American publishing executive

Madeline McIntosh is an American book publishing executive. She served as the chief executive officer of Penguin Random House U.S. from 2018 to 2023, and in 2024 co-founded the independent publisher Authors Equity. She also serves on the board of directors of Simon & Schuster and as president of the board of Poets & Writers.

== Early career ==
McIntosh studied fine arts at Harvard University and later completed the Radcliffe Publishing Course. She began her career as a temporary assistant to an editor at HarperCollins before moving to W. W. Norton. In 1994, she joined Bantam Doubleday Dell, a division of Bertelsmann, working in its new-media department and setting up the publisher's first account with Amazon.

She later led adult sales for Random House and ran Random House Audio.
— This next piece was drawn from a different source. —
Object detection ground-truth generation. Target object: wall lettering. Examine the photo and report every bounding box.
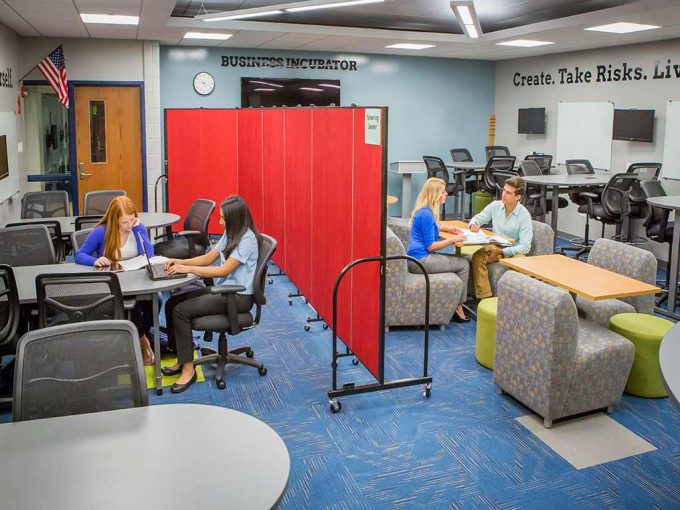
[221,55,358,71]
In 2008 she left to join Amazon in Luxembourg as director of content for the international rollout of the Kindle e-reader, returning to Random House about a year and a half later as president of sales, operations, and digital.

== Penguin Random House ==
Following the 2013 merger of Penguin and Random House, McIntosh was named chief executive of the combined company's U.S. business in 2018. Under her leadership, Penguin Random House expanded its data-driven marketing, invested in warehouse infrastructure, and acquired a 45 percent stake in the independent publisher Sourcebooks.
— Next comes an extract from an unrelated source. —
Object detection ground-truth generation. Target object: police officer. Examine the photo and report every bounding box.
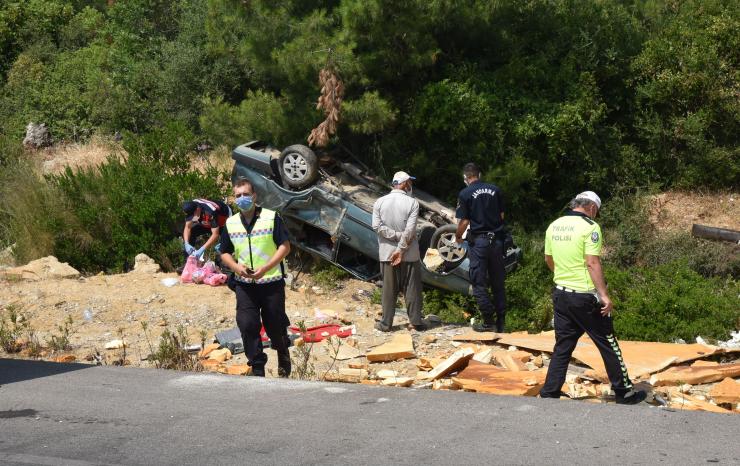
[182,198,231,260]
[455,162,507,333]
[219,179,292,377]
[540,191,646,404]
McIntosh announced her resignation in January 2023, weeks after global CEO Markus Dohle also departed.

== Authors Equity ==
In 2024, McIntosh launched Authors Equity with co-founders Don Weisberg, former CEO of Macmillan Publishers, and Nina von Moltke, former president of strategic development at Penguin Random House. The company offers no advances but pays authors a majority share of each book's profits, with a lean staff supplemented by freelance editors, publicists, and marketers. The Hollywood Reporter compared the arrangement as similar to some in the indie film industry. Early investors include authors James Clear, Tim Ferriss, and Louise Penny. Distribution is handled by Simon & Schuster.

== Other roles ==
In December 2023, McIntosh was named an independent director on the newly formed board of Simon & Schuster, following the publisher's acquisition by private equity firm KKR. She is also president of the board of directors of the literary nonprofit Poets & Writers.

== Recognition ==
McIntosh was named to the Forbes "50 Over 50: Vision" list in 2021.